I pushed baby Catherine in a stroller in Pushkin Park, near the Turkish Baths and the Marble Bridge. Catherine Palace looked like it was painted on a sky canvas, as the trim of the edifice was the same clear, pure blue as the sky.
Baby Catherine, waving her fists in the shade of the stroller canopy, cared nothing for the lush grandeur that surrounded her. She caught my eye, and I made a grand silly face, and a bit of drool dribbled from the corner of her mouth.
It was a fresh air stroll with her daddy, somewhere, that’s all she cared about. We decided to linger near the white wrought iron benches by the lake and watch the swans.

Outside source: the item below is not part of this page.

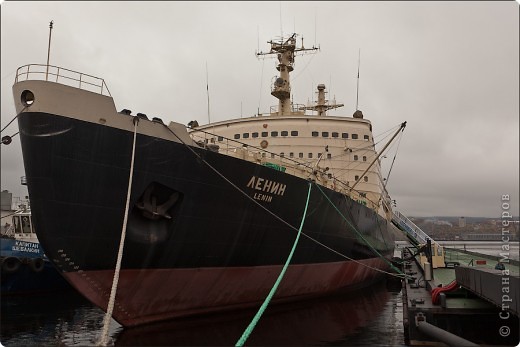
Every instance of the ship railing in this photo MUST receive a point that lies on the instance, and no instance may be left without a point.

Her mother’s name was Catherine too. My darling Catarina, so fresh and fearless and ambitious. She was important now, a liaison between corporate and political interests in the country. I was a low level manager in the medical services, no prestige or prospects, but that didn’t matter to us at first.
Now it did.
Catherine had teeth coming in. Baby Catherine, I mean, not her mother, whose fangs had grown in sharpness and efficiency long before. It wasn’t her fault, the world was harsh and unpredictable.
I didn’t pray, as a rule. I visited the ornate Orthodox churches as a tourist, and not a believer. But now, as three men approached us on the trim red gravel path, in dark, double-breasted suits, I prayed that this would not be the last time I pushed my baby Catherine in a stroller in Pushkin Park.